Greg Ottenbreit, Yorkton MLA, says that this budget is about keeping "The Saskatchewan Advantage," and is set to achieve the goals set forth by the throne speech last year.
He notes that the budget is again balanced, and he says the biggest increases are in the human services area, with a $92.8 million increase in funding for the health regions, along with $3.5 million to the Seniors Personal Care Home Benefit, expanded Saskatchewan Assured Income for Disability programs. There were also increases in education and new housing programs, which include the first time home buyer's credit, as well as tax incentives for new multi-unit rental properties. He also notes that the highways budget will become the biggest the province has seen, with a total budget of $581.5 million.
There have been some increased costs for users of certain programs, such as the prescription drug plan for children and seniors going from $15 to $20, and an increase in the ambulance ride deductible. Ottenbreit says they tried to find a balance to keep the programs sustainable, but avoid passing the entire cost on to the people of the province.

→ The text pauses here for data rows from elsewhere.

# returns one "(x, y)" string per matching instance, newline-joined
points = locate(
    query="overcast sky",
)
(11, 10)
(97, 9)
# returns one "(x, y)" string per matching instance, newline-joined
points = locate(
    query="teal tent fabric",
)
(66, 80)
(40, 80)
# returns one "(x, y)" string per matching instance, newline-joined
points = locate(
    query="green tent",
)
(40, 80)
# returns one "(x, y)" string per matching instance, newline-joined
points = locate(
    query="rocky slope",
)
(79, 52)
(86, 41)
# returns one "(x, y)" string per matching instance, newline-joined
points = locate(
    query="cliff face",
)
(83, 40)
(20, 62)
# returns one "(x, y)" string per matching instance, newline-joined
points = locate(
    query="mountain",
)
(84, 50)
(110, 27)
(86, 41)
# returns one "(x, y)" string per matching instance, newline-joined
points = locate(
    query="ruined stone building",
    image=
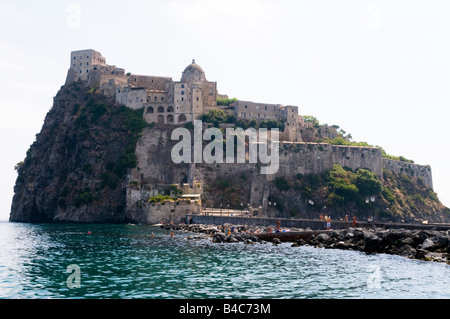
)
(172, 102)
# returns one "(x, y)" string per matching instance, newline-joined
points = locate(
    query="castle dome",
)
(193, 73)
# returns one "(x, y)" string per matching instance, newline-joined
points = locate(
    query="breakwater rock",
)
(415, 244)
(429, 245)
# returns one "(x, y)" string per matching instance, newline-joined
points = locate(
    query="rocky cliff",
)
(76, 169)
(96, 161)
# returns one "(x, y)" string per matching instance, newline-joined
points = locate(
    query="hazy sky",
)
(379, 69)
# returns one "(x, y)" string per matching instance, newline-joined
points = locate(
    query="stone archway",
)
(182, 118)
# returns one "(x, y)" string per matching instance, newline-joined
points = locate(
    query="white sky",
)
(379, 69)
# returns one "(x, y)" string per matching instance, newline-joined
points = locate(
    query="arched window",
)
(182, 118)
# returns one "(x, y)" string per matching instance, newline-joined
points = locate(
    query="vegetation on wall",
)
(226, 101)
(344, 191)
(217, 117)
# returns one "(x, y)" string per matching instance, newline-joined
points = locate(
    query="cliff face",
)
(96, 161)
(76, 169)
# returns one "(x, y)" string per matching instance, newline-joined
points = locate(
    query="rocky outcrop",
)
(415, 244)
(76, 169)
(428, 245)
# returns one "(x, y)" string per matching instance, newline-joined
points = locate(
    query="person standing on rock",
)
(328, 223)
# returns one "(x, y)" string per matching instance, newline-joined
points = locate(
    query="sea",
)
(72, 261)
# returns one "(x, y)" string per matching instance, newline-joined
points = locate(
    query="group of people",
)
(327, 219)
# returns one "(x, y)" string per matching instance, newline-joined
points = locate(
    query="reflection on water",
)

"It shows that we're trying to keep up with these increasing costs, but trying not to push the complete cost back on the tax payer," Ottenbreit says.
Trent Wotherspoon, NDP finance critic, believes that the budget is "choosing politicians over people." He believes that seniors will suffer from the changes to programs.

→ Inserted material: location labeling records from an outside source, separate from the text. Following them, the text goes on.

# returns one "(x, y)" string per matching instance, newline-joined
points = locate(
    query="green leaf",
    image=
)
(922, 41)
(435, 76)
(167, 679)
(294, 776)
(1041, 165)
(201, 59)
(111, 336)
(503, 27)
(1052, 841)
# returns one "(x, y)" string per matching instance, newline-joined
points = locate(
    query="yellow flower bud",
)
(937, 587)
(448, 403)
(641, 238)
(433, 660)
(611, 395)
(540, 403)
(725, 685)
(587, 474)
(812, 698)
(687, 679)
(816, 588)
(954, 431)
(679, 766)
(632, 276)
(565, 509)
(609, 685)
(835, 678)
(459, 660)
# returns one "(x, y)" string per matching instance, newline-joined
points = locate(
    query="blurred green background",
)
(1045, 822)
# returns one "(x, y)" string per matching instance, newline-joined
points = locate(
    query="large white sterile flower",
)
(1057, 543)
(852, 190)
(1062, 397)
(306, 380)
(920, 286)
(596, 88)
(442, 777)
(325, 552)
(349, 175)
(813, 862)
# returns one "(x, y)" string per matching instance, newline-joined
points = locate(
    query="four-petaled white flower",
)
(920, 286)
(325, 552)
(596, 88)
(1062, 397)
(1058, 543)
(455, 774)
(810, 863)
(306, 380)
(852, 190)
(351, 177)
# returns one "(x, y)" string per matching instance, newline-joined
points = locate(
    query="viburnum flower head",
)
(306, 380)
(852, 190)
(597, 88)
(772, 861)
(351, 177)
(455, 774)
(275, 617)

"Seniors are being asked to cough up hundreds of dollars a year out of their budgets. These are pioneers of our province, many of them on fixed incomes and at a time when we're doing well as a province we should support our seniors," he says.
Since the province is doing well and seeing population increases, Wotherspoon believes that these costs should not be increasing, saying it's a time to support the seniors and families of the province.

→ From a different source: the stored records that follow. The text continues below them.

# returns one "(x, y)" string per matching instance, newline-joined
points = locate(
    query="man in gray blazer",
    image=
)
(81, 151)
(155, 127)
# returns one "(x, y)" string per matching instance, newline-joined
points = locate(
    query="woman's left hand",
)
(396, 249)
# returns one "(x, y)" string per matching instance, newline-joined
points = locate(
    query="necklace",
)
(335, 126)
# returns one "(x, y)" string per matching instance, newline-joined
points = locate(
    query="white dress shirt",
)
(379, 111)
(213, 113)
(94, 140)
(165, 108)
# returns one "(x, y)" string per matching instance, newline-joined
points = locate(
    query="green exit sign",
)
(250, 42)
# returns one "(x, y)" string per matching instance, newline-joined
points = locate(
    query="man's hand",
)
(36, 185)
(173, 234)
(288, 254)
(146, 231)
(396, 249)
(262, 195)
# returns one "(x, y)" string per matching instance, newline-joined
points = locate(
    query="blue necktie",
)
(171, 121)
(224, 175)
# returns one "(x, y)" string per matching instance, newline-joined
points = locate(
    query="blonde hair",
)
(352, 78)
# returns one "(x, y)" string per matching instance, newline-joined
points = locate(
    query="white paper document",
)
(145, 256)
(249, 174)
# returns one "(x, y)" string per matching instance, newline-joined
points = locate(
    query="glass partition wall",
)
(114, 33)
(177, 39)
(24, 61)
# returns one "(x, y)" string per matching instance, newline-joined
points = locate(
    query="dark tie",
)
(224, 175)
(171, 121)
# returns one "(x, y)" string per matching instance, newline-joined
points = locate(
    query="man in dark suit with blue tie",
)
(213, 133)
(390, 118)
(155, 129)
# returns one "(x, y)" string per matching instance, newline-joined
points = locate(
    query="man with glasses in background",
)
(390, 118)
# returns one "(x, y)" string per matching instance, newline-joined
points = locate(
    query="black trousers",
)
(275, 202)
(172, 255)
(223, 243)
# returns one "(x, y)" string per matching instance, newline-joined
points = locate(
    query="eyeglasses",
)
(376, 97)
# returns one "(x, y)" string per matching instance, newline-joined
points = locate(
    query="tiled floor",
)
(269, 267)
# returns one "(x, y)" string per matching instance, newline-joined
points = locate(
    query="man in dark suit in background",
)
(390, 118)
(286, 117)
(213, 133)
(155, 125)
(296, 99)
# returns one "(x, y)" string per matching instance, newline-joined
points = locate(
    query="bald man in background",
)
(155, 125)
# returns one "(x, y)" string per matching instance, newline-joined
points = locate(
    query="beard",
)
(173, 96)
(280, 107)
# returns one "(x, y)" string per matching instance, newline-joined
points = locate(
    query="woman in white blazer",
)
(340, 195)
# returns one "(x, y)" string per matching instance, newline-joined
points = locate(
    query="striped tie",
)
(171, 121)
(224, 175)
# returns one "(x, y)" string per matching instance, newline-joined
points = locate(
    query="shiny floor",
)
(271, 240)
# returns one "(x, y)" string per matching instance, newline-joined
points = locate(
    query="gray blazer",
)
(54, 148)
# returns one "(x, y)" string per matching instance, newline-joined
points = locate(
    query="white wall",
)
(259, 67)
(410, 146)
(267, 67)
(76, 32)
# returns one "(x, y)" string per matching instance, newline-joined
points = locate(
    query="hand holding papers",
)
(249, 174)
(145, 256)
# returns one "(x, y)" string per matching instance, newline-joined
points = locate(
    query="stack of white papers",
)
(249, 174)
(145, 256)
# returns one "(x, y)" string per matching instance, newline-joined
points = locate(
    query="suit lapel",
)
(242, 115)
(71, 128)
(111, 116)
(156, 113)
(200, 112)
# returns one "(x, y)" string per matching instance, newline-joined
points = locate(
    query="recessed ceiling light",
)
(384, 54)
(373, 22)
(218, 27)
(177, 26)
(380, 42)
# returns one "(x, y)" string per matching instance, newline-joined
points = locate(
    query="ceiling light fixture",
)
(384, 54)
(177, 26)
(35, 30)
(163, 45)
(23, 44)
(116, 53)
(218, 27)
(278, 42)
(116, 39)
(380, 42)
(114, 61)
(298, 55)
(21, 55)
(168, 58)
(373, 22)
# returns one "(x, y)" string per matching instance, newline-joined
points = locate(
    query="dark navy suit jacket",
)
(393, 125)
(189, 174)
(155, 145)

One of the more controversial cuts was the removal of the film tax credit. Ottenbreit says that credit was not cost effective.
"The film tax credit was put in during 1998 as a way to spark the film industry to get it up and running. It's got to the point where it's costing anywhere from $5-8 million per year, and it was felt by the government at this time that the money was better spent elsewhere," Ottenbreit says.
Wotherspoon says that the film industry shouldn't be abandoned, and that the cut to the program will see many jobs disappears, and he is concerned that facilities like the sound stage in Regina will be shuttered due to lack of demand.
"This is big hit to our economy, but further than that, it's a significant cultural loss," Wotherspoon says.
He also believes that more should be done with housing. While he says that his party could get behind a program such as a tax incentive for new multi-unit rentals in the province, he believes that program is too little to make a meaningful difference in the housing market.
"This is a difficult budget, and it doesn't have to be this way. We have a time in Saskatchewan has a tremendous opportunity, we have a growing economy, we have a population that's growing, this provides the chance and the opportunity to improve the lives of Saskatchewan people. Saskatchewan people deserves better than this," Wotherspoon says.
He says that if given the opportunity, his party wouldn't spend money on things such as increasing the number of MLAs or putting new statues in the legislature, but would focus on providing increased funding to seniors in the province.
Ottenbreit says that the opposition reaction leads him to wonder if they looked at the same budget he read, and he says that the overall picture is bright for the people of the province.
"When you look at the overall budget the increases in spending in human services, and support for students, support for seniors, support for families, support for those with disabilities, we've got some positive feedback," Ottenbreit says.
From a local perspective, Mayor James Wilson says that the City of Yorkton is pleased with the budget overall. He says that the 9.5 per cent increase in revenue sharing with municipalities will help Yorkton deal with increasing population and costs associated with that growth. He says he's also satisfied with the rental housing tax incentive, saying it's something that is needed in the province. He also says that some initiatives could potentially benefit the city.
"There's some discussion in the health care model for projects that could potentially fall in our region and our city. It's still to be determined, but a good step forward," Wilson says.
One of the areas which he sees as needing more work and discussion is funding for infrastructure needs for the cities in the province. He says work needs to be done in that area, and is optimistic that as talks take place federal and provincial dollars will be available for necessary improvements.
Overall, he's pleased with the increases in revenue sharing, and says that there were no major disappointments for the city in this budget.
"We always say we share in good times, and we share in bad times," Wilson concludes.